Sure would like to know about bacteria because I get cartons of
eggs given to me and would love to be able to freeze them whole and
in their cardboard carton…..Thanks again……
Kathy says
how long does it take to thaw?
Gayle Graham says
Sorry….Kathy……I didn’t pay any attention. I had put the one egg in a small
container just big enough to hold the egg…..then I took it out of the freezer and
put it on the counter for awhile and then in the fridge still in the small container.
I had noticed the crack (very thin crack) down one side of the egg when I took
it out of the freezer. I haven’t received an answer back yet from Karrie regarding
bacteria…She had said above on Jan. 26 that she say has seen eggs crack and
expand (mine didn’t expand) and she still says no to freezing but she hasn’t
answered the reason she says no……I’ve asked if it’s because of bacteria which
someone had mentioned but she hasn’t answered so far.
Kes says
Ok. I just have to say something here. Its like, you know, common sense? Just like with fresh eggs. .. do not use cracked eggs. Obviously they could become contaminated with bacteria. Eat your cracked eggs at your own risk 🙂 Bloggers cannot “guarantee” eggs will or won’t harbor bacteria… come on, geez
Gayle Graham says
Hi Karrie…again….you had said not to freeze raw eggs in the shell because
if they crack it could cause bacteria to enter the egg….or was it someone
else who said that about bacteria ?….in any case I tried freezing one egg as a test and
there is a crack down on side of the egg. I would like you to tell me
for a fact, that this egg, when thawed, will have bacteria in it and should
be thrown out. Thanks again….Gayle
Cassandra says
I’m sure Karrie can’t guarantee that there will or won’t be bacteria in it, but with a crack in it, you do run that risk.
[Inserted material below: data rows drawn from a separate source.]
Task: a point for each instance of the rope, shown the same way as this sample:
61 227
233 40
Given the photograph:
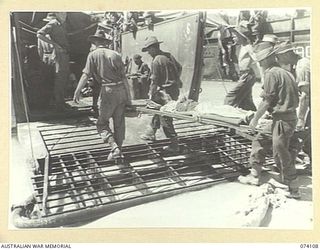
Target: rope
34 30
23 91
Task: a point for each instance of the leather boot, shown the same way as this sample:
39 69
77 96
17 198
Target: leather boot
150 135
294 191
173 147
115 150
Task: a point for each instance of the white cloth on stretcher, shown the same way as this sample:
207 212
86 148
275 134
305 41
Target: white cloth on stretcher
207 108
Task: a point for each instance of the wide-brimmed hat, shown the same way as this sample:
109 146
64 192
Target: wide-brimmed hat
136 56
270 38
100 35
284 47
50 16
106 24
243 28
151 40
263 50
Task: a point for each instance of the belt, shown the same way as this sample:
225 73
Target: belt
285 116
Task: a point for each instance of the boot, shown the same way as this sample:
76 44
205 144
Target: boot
294 191
115 150
173 147
150 135
250 179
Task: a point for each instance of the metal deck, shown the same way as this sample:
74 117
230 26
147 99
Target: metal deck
79 176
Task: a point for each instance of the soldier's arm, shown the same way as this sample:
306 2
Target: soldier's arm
82 82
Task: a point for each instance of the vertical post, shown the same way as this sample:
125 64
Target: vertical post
292 38
45 191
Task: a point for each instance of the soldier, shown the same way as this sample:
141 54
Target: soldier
55 28
107 68
280 98
300 68
240 95
165 76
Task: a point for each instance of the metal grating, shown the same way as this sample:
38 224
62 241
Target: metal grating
79 175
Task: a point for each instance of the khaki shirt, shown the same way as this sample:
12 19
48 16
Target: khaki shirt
57 32
281 92
105 66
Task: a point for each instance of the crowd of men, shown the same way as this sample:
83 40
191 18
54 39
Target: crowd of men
286 88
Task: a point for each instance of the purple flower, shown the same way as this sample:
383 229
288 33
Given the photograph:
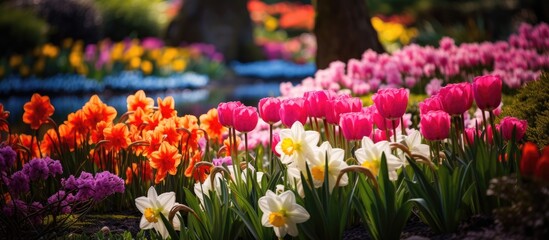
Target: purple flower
221 161
19 183
37 168
107 184
7 157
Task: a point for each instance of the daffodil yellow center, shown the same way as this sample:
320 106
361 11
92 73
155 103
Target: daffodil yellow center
373 166
289 146
277 219
318 172
150 215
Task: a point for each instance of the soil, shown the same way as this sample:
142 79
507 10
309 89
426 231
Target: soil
477 227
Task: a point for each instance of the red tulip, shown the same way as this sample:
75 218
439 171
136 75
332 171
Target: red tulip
225 113
355 125
542 168
510 124
315 102
391 102
529 159
487 92
245 118
435 125
292 110
269 109
456 98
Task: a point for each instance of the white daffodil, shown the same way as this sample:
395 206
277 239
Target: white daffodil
297 145
317 165
413 142
282 213
152 206
369 156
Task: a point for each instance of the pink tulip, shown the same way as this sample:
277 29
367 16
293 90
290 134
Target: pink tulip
225 113
508 124
487 92
456 98
435 125
355 125
292 110
342 104
269 109
245 118
391 103
430 104
316 102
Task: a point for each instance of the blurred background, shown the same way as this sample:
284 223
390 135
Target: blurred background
206 51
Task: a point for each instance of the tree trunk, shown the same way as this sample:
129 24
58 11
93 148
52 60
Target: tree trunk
225 24
343 31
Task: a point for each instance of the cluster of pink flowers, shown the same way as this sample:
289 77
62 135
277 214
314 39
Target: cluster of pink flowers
517 61
454 100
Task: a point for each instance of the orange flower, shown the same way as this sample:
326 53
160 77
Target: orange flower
154 139
25 140
50 142
137 117
96 111
165 160
199 174
140 100
97 132
117 136
168 128
37 111
3 116
210 123
167 107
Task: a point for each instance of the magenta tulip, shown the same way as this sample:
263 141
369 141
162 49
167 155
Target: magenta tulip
269 109
342 104
355 125
315 102
292 110
391 102
456 98
510 124
487 92
225 113
245 118
435 125
430 104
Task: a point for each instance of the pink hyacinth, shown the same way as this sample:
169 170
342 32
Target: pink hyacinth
292 110
225 113
487 91
435 125
456 98
510 124
391 103
245 118
269 109
355 125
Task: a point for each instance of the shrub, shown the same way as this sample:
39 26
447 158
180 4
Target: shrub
532 104
132 18
20 30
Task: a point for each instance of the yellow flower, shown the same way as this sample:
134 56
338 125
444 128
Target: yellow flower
146 67
16 60
179 65
135 62
49 50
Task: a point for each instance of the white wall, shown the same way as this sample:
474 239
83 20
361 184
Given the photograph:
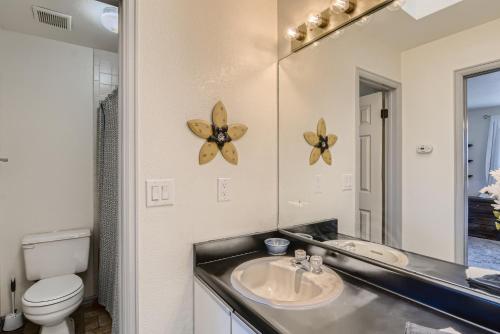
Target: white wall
479 128
320 82
191 54
46 131
428 118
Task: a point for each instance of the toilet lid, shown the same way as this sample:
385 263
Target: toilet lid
54 288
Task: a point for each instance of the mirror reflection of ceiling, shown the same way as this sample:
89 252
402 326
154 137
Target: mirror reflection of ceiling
410 33
87 30
484 91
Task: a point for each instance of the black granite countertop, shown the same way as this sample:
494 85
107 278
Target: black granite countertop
361 308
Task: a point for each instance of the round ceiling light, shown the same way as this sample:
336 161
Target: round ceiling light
109 19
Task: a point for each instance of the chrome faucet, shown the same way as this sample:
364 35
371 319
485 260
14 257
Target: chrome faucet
308 263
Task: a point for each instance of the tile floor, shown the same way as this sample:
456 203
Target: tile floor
484 253
89 319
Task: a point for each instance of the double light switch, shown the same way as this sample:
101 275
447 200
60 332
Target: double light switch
160 192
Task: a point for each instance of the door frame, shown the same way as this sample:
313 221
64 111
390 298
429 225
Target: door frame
461 213
393 184
128 311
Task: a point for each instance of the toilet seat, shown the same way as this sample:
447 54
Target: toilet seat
54 290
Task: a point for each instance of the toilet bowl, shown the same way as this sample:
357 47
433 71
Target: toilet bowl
51 260
50 301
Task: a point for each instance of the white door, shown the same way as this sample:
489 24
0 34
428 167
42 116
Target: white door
370 185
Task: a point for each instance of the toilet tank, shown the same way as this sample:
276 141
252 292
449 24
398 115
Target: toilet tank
56 253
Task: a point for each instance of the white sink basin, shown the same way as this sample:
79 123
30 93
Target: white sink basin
275 282
372 250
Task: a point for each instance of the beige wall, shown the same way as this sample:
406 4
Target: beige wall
320 81
428 117
191 54
47 132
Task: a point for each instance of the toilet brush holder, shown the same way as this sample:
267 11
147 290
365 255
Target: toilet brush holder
13 320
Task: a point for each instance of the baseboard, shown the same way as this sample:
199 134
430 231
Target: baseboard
89 300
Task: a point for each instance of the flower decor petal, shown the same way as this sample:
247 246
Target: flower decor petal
208 152
315 154
201 128
311 138
332 139
321 127
327 157
236 131
219 115
230 153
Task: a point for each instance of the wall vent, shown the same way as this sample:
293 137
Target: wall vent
50 17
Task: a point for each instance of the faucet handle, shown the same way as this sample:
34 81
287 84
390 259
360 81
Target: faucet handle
316 263
300 255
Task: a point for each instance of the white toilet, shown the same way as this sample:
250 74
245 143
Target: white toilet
53 259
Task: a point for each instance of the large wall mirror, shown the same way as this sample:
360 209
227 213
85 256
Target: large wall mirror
413 99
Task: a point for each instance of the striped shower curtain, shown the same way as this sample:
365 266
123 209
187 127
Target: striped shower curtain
108 205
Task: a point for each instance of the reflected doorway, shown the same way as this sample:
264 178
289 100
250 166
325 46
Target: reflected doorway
482 156
378 175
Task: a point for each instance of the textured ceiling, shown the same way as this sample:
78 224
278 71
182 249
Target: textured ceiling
17 15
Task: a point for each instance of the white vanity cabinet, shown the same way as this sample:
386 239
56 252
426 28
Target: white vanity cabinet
213 316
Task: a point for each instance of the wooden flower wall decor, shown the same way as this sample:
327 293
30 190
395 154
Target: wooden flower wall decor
321 143
219 136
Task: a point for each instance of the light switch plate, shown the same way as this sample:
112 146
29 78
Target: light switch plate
318 184
160 192
223 189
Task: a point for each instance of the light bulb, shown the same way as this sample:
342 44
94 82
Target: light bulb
316 20
341 6
336 34
109 19
294 33
396 5
364 21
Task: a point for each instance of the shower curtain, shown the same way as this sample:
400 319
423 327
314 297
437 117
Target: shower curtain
493 148
108 204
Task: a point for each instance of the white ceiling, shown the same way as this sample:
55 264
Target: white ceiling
403 32
483 91
422 8
17 15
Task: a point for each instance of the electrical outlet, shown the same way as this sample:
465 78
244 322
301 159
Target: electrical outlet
223 189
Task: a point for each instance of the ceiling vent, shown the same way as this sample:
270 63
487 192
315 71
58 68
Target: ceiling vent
50 17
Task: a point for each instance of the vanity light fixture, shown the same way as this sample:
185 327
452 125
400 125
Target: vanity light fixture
336 34
295 34
317 21
342 6
396 5
363 21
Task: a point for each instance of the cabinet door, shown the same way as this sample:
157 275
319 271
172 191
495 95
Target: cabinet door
240 327
211 315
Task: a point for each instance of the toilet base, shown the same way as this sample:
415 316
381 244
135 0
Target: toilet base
65 327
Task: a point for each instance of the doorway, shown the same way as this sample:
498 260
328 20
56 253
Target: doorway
378 159
482 155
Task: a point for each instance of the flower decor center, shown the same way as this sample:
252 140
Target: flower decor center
219 136
321 143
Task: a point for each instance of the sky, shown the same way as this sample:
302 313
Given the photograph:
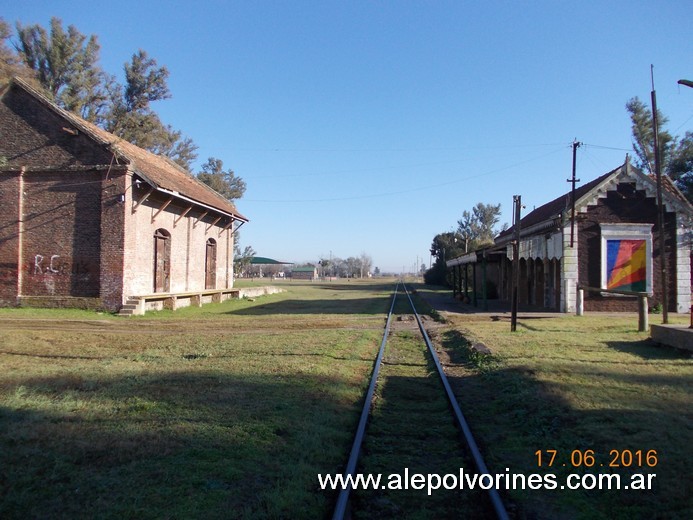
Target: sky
368 127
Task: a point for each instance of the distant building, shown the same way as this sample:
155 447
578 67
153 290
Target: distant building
615 247
90 220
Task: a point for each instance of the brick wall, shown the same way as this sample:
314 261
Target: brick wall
31 134
62 234
188 239
9 233
624 205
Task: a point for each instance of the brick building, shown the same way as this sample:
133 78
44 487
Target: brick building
90 220
615 246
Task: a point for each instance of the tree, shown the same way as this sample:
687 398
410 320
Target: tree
10 64
241 259
222 181
676 155
478 227
132 118
445 246
65 63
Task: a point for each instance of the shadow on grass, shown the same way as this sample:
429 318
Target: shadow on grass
373 305
648 349
185 445
513 414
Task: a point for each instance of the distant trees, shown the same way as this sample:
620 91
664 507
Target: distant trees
474 230
241 259
351 267
676 154
223 181
64 62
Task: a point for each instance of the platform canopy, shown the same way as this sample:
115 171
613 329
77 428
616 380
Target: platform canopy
262 260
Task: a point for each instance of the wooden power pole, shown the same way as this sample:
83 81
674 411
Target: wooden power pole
517 201
660 211
574 181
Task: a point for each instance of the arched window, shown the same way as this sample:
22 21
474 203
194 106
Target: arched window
162 260
211 264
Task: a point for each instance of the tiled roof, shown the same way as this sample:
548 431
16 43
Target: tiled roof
555 208
159 170
672 197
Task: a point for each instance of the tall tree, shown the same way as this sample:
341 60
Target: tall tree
10 64
477 228
445 246
222 181
676 154
65 62
132 118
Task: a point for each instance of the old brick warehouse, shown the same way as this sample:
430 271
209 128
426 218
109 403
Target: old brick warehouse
90 220
613 246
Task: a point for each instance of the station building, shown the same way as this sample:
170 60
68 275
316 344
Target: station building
90 220
613 245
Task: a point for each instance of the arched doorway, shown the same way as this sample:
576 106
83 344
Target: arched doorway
162 260
211 264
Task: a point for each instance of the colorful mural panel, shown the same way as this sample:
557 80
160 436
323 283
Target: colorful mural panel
626 265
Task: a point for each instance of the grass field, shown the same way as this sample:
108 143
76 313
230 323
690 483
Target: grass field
231 410
574 384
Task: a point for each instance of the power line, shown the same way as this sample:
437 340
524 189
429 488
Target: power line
411 190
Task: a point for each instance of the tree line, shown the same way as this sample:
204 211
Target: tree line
64 64
475 229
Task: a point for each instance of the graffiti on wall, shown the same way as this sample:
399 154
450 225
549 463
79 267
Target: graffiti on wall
52 265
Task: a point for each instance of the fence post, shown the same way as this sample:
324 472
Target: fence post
580 304
643 325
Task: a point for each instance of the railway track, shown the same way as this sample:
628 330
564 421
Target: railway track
411 424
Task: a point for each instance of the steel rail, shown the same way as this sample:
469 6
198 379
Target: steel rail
498 506
343 497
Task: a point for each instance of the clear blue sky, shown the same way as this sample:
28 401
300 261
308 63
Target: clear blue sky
370 126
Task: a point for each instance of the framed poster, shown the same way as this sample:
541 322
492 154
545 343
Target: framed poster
627 257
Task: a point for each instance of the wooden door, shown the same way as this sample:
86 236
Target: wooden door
162 261
211 265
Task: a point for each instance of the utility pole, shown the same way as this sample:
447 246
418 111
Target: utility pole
660 208
517 201
574 181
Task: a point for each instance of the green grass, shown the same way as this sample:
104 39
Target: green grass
231 410
576 383
226 411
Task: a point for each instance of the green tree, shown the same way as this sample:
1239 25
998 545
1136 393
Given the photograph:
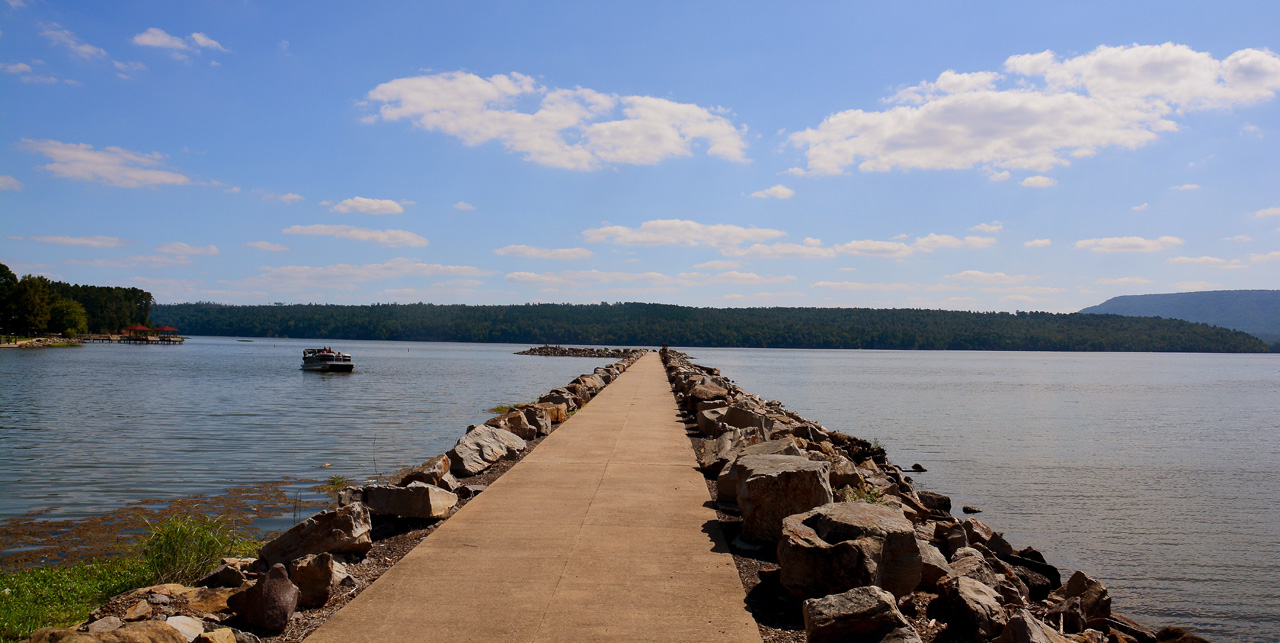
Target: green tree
68 317
32 302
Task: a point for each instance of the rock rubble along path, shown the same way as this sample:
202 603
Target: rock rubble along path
603 533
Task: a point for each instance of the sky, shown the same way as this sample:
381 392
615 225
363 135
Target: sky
942 155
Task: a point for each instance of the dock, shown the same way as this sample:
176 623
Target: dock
604 532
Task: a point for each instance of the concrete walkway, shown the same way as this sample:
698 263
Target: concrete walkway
602 533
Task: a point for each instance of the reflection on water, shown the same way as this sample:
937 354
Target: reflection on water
94 428
1157 474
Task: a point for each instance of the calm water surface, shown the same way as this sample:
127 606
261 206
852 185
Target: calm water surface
1157 474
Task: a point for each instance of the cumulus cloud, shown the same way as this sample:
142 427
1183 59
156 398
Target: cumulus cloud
1129 244
677 232
63 37
77 241
389 238
268 246
1041 112
576 128
1212 261
1038 182
1123 281
778 191
109 165
177 247
981 277
346 277
360 204
544 252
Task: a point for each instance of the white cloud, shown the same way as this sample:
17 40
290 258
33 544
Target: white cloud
346 276
205 41
109 165
677 232
1212 261
1042 113
718 265
360 204
1129 244
59 36
1123 281
177 247
570 128
543 252
389 238
1038 182
268 246
1196 286
158 37
77 241
981 277
778 191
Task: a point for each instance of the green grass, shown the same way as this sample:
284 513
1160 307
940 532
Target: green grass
184 548
44 597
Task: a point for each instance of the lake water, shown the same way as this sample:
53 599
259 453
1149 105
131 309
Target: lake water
1157 474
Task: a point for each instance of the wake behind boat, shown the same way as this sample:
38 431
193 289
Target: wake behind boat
327 360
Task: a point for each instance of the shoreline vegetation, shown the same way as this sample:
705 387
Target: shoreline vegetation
108 579
652 324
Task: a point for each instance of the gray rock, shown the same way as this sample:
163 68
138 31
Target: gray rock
269 603
186 625
846 545
481 447
416 500
343 530
316 577
860 615
974 607
776 487
433 472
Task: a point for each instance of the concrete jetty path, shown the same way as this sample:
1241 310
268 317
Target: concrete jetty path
602 533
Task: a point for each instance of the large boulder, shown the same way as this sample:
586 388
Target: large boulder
846 545
481 447
433 472
776 487
343 530
144 632
416 500
316 578
269 603
860 615
974 607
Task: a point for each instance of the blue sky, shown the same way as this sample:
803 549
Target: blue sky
716 154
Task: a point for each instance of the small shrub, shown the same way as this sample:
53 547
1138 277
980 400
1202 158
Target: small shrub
184 548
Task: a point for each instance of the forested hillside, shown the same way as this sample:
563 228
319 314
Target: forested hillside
652 324
1252 311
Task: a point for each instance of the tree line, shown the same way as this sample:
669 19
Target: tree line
35 305
652 324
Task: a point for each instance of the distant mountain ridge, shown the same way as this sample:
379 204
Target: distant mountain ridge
1253 311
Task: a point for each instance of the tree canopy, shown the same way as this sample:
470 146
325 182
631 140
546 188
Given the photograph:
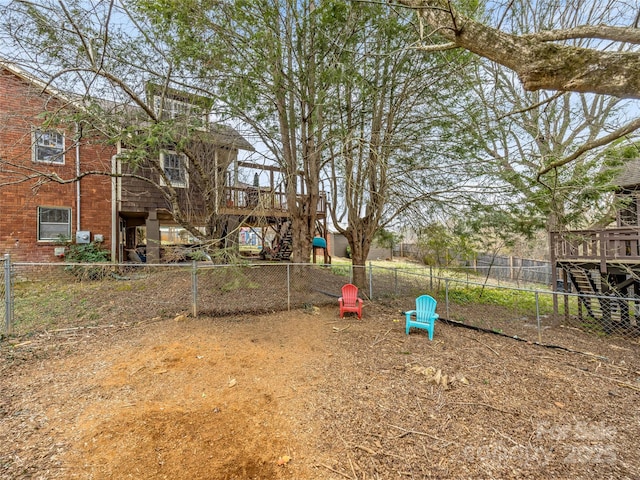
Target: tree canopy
544 59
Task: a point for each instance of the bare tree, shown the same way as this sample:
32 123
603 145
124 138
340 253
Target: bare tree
542 58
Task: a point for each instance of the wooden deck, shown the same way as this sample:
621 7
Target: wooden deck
610 246
262 202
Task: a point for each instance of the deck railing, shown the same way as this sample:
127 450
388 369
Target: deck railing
263 199
597 245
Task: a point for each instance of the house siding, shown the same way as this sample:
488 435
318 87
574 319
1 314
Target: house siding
21 105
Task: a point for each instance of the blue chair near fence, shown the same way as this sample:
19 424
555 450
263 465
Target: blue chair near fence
425 315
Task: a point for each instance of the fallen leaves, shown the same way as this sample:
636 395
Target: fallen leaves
436 376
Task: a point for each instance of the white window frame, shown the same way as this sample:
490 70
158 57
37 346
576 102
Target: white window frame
65 226
48 139
183 168
177 109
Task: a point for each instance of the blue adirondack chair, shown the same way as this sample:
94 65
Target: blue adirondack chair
425 315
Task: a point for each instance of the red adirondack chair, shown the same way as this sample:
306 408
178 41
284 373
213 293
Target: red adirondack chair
349 301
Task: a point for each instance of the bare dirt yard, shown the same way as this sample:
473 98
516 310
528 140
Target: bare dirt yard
306 395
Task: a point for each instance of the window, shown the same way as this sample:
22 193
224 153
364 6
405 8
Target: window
173 109
174 166
629 213
53 223
48 146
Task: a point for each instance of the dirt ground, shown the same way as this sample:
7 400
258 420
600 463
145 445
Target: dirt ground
306 395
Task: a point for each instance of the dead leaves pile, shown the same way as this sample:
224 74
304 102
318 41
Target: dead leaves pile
435 376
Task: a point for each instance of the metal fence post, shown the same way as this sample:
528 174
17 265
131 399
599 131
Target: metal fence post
8 296
538 318
194 288
288 287
395 289
430 278
446 296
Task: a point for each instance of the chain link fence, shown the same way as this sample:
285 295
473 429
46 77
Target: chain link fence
63 295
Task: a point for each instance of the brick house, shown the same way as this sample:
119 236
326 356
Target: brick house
46 194
111 208
36 212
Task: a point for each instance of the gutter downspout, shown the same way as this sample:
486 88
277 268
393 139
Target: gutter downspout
78 176
116 188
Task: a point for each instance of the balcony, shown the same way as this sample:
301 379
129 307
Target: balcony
615 245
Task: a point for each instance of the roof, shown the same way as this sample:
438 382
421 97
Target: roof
218 134
629 175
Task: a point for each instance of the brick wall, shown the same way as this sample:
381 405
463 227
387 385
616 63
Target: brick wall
22 191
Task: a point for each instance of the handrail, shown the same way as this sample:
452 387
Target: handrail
614 244
263 198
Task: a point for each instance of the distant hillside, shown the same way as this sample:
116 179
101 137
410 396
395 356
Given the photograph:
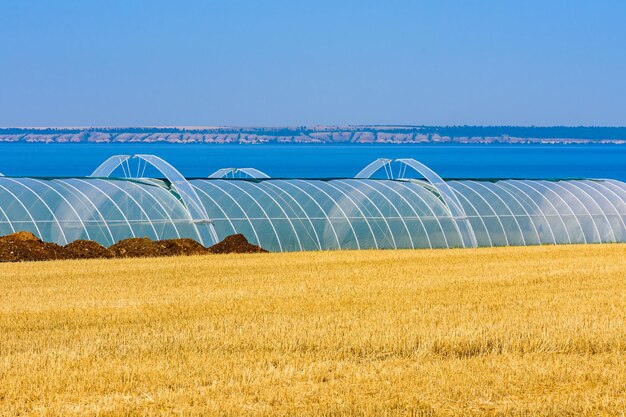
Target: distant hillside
321 134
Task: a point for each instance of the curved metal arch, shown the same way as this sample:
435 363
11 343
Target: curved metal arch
295 232
179 183
43 202
279 192
373 167
107 167
364 217
345 215
222 173
473 191
444 191
251 172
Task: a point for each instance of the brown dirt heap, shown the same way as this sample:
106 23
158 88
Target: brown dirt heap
144 247
235 244
86 249
177 247
24 246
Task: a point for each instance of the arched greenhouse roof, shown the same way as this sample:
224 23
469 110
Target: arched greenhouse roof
420 210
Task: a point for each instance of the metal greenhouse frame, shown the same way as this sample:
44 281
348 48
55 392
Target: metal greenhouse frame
416 208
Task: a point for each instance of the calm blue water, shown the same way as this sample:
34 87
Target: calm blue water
450 161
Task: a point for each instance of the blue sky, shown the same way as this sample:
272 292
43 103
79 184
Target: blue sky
234 62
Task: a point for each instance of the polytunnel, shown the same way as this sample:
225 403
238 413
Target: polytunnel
415 208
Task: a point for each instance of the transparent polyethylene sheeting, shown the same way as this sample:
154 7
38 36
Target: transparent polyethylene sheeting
304 214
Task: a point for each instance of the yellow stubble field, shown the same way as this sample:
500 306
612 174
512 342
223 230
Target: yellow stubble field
537 331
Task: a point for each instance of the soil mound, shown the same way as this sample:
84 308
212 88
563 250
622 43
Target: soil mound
235 244
177 247
135 247
86 249
24 246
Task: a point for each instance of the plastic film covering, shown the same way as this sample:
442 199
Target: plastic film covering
308 214
294 215
536 212
103 210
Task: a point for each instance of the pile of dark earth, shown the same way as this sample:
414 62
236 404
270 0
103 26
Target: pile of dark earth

I would personally still use it and make sure it’s thoroughly cooked, but it’s probably worth the small amount of extra work to crack future eggs before freezing. Salmonella poisoning is a big fat bummer.
Deshi says
Most Bacteria will not multiple under Frozen temperatures. It’s unlikely they can contaminate the egg while it is Frozen in the freezer, but it can happen if you take it out and defrost it, or if say a power outage happens and it gets warm enough in the freezer for microbial activity to pick up again.